Final-Project-Dec05

****** From Prelec's READ ME: ******

The data for the paper and the research is graciously given to us by the following researchers, in the context of further developing their paper: A solution to the single-question crowd wisdom problem. Nature, 541(7638), 532-535:

Drazen Prelec, dprelec@mit.edu

Sebastian Seung, sseung@princeton.edu

John McCoy, jmccoy@mit.edu

Their dataset consists of seven data files, which I only used three: study_1c, study_2 and study_3. For all studies, each row consists of a question name, a participant identifier, the correct answer to the question, how the participant voted for the question, and the prediction made by the participant of how other individuals will vote. Studies 1c, 2, 3 also include each participant's confidence that their vote for the question is correct. Studies 4a, 4b include each participant’s answers using four bins as well as two bins.
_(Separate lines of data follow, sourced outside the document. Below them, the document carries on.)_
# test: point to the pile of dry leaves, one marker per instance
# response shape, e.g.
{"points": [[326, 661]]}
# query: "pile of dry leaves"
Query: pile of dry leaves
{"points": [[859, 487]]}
All three datasets I used thus include the following columns:

subject - [unique int or string] participant identifier

own - [1/0] the vote given by participant

meta - [0-100] the prediction by the participant of the fraction of people answering true/malignant/high priced

actual - [1/0] the correct answer to the question

confidence - [0.5-1] the confidence that each participant gave in their answer.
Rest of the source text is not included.